Methods
To test this, we built a novel psychoacoustics chamber, wherein features of sound sources were systematically varied according to human subjects' head positions. We predicted that subjects would passively learn these head-coupled features and, interpreting them as head-angle-related listening conditions, cease to perceive them as source features.

Results
In the first experiment, subjects listened to a regular pulse train in the free field, while performing a visual search task. Subjects had to occasionally report changes in the pulse rate, but were unaware that the (task-irrelevant) pure-tone carrier-frequency of the pulses was systematically coupled to their head angle (yaw). The amplitude of these changes was adjusted to be substantially larger than those that could be produced by real-world room acoustics.

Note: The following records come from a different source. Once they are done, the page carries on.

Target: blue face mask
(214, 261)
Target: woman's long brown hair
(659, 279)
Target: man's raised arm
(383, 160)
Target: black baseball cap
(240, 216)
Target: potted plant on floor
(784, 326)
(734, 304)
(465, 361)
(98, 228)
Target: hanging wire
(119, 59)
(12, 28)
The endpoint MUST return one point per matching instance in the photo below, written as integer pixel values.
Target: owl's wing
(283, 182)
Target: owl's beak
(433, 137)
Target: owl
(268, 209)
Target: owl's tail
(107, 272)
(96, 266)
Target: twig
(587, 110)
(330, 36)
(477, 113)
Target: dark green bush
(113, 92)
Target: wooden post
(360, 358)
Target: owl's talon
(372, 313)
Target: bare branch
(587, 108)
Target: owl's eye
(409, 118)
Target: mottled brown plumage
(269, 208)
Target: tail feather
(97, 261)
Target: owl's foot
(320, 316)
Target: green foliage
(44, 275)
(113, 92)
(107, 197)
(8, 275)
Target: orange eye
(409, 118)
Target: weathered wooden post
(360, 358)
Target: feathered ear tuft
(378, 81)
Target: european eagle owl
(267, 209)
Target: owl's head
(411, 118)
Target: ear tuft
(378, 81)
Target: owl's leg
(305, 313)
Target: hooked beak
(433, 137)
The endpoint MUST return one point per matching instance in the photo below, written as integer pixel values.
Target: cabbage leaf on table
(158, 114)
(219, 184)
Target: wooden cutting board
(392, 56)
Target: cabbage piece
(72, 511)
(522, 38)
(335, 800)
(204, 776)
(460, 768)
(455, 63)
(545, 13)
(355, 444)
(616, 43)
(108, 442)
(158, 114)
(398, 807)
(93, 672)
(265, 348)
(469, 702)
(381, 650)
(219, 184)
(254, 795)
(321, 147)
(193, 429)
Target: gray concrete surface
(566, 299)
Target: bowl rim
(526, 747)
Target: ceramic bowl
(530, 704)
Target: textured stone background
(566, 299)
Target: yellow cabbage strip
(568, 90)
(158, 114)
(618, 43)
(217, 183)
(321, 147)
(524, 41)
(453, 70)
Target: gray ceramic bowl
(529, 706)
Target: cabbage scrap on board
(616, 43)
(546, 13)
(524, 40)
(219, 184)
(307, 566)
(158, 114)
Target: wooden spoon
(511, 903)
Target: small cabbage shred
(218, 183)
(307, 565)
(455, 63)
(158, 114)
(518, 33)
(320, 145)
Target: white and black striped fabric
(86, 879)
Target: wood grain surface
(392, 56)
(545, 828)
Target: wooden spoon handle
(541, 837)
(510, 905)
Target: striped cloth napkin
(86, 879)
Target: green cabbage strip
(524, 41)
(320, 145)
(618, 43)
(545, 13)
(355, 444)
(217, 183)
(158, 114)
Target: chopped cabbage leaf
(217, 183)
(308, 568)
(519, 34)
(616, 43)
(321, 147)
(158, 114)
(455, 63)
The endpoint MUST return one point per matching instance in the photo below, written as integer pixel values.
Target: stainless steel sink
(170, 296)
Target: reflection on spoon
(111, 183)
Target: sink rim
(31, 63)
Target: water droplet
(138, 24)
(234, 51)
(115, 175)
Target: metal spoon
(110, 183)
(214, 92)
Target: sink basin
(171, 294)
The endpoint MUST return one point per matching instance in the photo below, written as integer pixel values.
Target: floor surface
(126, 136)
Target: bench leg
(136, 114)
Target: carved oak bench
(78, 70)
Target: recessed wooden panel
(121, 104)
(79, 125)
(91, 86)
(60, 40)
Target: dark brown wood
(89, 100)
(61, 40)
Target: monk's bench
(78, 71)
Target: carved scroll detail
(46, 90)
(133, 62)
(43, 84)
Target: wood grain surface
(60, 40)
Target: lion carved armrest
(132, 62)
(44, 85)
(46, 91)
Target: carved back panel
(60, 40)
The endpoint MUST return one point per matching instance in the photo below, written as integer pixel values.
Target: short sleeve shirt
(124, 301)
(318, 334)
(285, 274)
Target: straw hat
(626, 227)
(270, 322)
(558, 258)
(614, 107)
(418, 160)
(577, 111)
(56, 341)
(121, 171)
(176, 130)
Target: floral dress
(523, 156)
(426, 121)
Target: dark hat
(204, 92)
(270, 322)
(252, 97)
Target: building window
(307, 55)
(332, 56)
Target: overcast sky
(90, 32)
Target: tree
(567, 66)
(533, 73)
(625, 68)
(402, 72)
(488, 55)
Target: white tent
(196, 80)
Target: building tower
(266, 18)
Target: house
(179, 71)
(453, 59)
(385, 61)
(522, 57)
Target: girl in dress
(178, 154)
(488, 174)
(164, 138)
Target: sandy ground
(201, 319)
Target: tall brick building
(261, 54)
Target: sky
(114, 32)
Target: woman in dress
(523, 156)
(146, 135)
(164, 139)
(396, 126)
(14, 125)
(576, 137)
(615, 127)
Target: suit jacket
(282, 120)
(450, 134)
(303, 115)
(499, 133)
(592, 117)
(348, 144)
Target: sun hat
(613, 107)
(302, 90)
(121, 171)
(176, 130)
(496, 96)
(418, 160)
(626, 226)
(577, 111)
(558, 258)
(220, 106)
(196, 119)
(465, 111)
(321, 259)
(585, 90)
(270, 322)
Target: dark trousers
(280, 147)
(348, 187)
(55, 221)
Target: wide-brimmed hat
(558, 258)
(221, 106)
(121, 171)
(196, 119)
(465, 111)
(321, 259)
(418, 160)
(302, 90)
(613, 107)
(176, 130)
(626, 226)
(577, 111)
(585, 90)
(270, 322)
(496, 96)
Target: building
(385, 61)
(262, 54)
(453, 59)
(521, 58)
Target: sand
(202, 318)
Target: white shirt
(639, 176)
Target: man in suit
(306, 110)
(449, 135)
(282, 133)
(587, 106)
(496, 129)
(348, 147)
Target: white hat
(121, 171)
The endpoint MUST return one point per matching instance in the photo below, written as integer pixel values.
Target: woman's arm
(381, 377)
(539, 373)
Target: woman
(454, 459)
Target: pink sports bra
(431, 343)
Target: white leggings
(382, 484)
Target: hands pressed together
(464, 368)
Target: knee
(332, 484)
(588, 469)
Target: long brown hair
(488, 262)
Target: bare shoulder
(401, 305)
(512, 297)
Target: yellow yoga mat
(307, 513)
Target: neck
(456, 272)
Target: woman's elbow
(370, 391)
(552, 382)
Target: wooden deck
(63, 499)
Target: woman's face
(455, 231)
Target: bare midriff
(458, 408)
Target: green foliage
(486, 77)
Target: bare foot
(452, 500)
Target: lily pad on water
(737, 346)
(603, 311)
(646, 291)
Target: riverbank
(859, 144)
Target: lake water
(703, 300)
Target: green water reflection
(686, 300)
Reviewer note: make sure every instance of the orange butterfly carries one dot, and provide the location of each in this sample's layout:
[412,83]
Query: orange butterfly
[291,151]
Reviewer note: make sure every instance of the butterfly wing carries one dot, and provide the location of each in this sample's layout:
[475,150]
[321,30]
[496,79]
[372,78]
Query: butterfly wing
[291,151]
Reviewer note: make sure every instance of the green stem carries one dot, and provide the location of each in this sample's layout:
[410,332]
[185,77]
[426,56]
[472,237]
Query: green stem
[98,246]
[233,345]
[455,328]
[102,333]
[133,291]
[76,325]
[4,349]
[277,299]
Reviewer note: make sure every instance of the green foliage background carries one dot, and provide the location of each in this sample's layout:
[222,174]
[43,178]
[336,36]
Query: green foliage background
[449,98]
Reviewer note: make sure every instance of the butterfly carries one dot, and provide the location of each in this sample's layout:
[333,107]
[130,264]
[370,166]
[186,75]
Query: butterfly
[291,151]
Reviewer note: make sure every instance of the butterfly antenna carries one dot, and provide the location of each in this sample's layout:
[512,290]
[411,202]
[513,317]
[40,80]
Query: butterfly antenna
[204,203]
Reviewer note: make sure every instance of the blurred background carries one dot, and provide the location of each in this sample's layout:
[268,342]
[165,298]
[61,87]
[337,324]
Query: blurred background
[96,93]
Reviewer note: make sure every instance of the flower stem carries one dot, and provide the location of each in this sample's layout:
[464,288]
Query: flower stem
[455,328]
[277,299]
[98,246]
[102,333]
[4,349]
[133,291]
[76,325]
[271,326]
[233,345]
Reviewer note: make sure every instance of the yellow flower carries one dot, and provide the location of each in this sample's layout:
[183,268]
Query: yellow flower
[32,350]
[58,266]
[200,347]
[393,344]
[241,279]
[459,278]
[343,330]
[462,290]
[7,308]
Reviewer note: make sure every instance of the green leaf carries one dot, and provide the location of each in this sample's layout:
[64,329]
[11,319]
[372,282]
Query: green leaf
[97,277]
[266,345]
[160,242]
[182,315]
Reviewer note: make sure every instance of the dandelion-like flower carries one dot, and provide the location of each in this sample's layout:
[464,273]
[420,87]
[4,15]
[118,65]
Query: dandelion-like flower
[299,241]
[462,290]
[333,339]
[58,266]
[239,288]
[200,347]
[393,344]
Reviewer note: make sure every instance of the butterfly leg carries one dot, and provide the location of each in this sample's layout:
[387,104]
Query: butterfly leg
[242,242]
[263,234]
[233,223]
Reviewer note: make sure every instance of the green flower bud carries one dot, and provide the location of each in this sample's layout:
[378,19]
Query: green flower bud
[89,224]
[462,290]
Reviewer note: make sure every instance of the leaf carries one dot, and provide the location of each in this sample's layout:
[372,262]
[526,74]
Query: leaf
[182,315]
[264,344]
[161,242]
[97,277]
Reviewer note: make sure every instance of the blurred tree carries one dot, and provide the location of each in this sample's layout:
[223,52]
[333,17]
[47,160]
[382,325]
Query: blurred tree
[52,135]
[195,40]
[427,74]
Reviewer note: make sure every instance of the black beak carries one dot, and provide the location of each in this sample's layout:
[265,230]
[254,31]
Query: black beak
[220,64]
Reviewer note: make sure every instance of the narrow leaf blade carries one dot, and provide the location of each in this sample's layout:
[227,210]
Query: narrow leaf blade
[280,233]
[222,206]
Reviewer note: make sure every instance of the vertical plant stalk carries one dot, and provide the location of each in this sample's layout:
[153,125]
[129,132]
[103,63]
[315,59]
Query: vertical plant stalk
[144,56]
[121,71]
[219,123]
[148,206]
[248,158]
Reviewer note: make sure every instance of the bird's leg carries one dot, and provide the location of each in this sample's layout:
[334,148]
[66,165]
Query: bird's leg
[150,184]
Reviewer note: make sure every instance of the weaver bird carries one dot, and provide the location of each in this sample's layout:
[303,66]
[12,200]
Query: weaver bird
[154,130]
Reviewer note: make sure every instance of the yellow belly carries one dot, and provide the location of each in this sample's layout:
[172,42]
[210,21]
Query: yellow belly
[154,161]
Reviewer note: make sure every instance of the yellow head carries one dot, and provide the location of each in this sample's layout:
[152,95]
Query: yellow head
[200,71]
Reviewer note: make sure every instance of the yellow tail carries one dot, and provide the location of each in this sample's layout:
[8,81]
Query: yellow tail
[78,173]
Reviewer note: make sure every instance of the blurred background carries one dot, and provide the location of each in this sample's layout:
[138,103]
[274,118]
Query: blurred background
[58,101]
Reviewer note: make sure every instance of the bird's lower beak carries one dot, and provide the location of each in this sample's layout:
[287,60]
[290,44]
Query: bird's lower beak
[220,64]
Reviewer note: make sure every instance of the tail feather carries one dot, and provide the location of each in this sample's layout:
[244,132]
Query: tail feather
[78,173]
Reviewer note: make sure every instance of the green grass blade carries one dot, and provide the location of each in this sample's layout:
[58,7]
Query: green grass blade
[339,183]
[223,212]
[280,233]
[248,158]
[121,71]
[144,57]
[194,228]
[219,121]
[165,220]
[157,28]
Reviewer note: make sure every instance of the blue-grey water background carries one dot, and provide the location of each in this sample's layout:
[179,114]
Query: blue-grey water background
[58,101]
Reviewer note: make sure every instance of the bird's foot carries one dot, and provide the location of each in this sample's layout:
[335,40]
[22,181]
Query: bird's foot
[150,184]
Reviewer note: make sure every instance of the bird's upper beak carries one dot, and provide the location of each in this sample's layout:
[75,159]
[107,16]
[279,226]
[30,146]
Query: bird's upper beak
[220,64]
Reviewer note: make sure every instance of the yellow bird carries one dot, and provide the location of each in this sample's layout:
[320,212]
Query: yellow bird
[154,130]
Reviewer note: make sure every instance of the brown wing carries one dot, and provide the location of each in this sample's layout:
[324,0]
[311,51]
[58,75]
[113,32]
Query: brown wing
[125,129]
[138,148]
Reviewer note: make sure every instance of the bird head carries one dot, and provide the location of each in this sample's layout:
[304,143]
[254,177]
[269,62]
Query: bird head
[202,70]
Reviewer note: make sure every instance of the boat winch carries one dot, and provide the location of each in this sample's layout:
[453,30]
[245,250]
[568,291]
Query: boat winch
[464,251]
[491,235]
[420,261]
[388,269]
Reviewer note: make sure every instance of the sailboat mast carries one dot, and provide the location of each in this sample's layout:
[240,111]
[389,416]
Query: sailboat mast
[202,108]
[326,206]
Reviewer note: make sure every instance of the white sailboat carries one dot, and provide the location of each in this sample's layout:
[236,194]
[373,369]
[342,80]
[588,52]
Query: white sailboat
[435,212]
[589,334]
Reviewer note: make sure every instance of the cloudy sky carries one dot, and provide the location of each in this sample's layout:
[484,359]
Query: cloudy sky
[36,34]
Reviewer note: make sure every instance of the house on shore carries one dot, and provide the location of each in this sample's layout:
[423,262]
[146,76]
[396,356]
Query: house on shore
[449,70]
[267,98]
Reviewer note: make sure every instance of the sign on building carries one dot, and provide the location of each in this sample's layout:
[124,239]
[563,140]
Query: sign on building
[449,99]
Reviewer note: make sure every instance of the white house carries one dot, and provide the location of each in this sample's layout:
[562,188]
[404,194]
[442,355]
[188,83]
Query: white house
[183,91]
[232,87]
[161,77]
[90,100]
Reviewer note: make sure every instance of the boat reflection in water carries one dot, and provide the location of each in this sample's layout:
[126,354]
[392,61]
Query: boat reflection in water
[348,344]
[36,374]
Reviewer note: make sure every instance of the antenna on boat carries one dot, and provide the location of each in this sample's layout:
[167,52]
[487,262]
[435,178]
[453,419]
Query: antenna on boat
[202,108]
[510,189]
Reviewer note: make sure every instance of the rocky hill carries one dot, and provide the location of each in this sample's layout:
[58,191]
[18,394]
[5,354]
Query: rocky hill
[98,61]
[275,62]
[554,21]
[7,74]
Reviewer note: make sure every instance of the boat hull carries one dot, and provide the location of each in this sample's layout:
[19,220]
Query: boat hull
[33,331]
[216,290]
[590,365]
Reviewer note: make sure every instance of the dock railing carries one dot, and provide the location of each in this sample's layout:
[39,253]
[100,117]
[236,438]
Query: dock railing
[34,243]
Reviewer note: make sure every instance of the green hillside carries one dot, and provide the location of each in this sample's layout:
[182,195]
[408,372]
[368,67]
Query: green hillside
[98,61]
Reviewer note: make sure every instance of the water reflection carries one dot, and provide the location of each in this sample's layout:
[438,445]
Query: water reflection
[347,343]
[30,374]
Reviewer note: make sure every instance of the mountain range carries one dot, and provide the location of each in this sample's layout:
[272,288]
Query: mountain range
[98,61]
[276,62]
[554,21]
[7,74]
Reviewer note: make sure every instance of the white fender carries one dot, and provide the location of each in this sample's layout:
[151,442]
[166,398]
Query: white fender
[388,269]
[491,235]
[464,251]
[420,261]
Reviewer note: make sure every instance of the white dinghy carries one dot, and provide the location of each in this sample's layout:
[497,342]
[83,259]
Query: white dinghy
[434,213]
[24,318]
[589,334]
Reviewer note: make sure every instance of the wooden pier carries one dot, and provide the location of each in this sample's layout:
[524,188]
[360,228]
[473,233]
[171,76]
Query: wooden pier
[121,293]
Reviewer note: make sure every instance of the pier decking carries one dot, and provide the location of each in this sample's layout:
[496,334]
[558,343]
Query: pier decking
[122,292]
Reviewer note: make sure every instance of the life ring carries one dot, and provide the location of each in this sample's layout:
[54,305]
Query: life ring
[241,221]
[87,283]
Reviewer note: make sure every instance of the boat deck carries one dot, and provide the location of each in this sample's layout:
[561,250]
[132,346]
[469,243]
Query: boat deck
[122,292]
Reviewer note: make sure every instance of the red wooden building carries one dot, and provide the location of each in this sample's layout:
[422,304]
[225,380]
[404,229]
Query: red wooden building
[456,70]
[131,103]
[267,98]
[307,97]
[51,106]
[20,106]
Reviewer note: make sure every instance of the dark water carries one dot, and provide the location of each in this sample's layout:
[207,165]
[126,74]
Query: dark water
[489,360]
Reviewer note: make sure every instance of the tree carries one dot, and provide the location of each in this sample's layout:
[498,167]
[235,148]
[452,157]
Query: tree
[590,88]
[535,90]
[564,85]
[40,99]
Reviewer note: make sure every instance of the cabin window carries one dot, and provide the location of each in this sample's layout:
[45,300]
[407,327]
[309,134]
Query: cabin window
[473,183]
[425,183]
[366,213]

After 30-45 minutes of exposure, we found that subjects' judgements were systematically biased according to their head angles, typically by ~15% of their pre-exposure thresholds.

In the second experiment, we reversed the roles of pulse- rate and carrier-frequency, coupling the (task-irrelevant) pulse-rate to the subjects' head angle, while they reported on carrier frequency. Unlike the first experiment, we found that exposure did not induce systematic head-angle biases in pulse-rate judgements.

Conclusion
These results suggest that the brain can learn to recognize and discount for listening conditions, but only for a limited set of sound features for which it possesses the infrastructure necessary to compensate for head-angle-related changes.